Influence of the carboxylic acid groups on the structure and properties of sulfonated poly(arylene ether nitrile) copolymer

Abstract

A series of novel sulfonated poly(arylene ether nitrile) (SPEN) containing carboxylic acid group was successfully synthesized by direct aromatic nucleophilic substitution polycondensation of 2,6-difluorobenzonitrile (DFBN), potassium 2,5-dihydroxybenzenesulfonate (SHQ), phenolphthalin (PPL), and 4,4′-biphenol (BP). The expected chemical structure of copolymers was confirmed by using FTIR and 1H NMR. To balance the performance for PEM applications, the proportion of four different components were controlled. The influences of the carboxylic acid groups on the structure and properties of SPEN, including thermal and mechanical properties, oxidative stability, water uptake, swelling, proton conductivity, and methanol permeability, were investigated in detail. The results revealed that SPEN membranes containing nitrile and carboxylic acid groups could lead low water absorption, swelling, and methanol penetration.

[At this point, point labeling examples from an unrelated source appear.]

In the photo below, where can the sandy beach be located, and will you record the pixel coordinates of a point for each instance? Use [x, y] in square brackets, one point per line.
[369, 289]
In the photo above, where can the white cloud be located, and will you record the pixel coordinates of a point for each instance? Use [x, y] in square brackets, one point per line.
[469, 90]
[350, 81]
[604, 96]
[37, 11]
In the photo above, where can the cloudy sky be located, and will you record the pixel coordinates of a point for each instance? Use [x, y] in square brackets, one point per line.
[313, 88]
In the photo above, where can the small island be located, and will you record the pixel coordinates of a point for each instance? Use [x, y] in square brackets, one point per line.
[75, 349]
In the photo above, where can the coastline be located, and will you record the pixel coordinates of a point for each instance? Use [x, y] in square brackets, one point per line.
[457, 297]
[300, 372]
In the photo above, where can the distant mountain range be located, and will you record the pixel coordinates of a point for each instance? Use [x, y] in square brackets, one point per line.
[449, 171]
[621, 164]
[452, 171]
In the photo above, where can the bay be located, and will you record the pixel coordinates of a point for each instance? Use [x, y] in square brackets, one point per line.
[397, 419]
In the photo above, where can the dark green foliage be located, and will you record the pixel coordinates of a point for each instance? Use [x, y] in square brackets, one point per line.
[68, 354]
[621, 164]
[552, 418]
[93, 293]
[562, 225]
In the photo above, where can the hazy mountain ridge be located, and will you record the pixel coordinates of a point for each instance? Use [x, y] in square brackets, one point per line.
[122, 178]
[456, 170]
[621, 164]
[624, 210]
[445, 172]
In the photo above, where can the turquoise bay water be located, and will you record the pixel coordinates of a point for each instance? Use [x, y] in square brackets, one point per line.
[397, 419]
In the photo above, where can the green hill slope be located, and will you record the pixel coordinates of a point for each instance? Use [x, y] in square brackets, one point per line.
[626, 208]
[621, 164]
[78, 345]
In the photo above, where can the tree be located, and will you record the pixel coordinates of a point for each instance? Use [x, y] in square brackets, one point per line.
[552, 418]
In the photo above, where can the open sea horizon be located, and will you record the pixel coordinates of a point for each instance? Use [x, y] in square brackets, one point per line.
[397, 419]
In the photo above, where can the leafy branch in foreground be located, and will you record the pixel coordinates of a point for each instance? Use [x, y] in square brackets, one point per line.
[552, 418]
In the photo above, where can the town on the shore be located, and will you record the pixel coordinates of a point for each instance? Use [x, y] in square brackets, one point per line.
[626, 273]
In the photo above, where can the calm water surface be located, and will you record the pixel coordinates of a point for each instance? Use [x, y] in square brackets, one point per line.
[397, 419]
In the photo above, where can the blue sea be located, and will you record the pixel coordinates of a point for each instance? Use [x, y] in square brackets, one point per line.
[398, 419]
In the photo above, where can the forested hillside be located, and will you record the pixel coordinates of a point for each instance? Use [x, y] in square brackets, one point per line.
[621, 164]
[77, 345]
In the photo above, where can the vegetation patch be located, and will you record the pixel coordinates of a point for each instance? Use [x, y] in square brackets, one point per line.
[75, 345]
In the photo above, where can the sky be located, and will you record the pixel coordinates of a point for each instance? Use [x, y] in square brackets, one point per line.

In such a way, efficient proton transport channels were constructed by the formation of the hydrogen bonds. The proton conductivity of SPEN with high sulfonation degree (DS > 0.6) was higher than 0.05 S/cm and increased with increasing temperature. Especially, the conductivity of SPEN-0.6 and SPEN-0.7 reached up to 0.157 and 0.267 S/cm at 80 °C, respectively. Meanwhile, SPEN membranes exhibit low methanol permeability (0.13 × 10-6– 0.52 × 10-6 cm2·s−1). Consequently, the highest selectivity of SPEN-0.6 reaches 2.02 × 105 S·cm−3·s, which is about 4.5 times higher than that of Nafion 117 (0.45 × 105 S·cm−3·s). All the data prove that this series of membranes exhibits excellent comprehensive performance and might have potential applications in direct methanol fuel cells.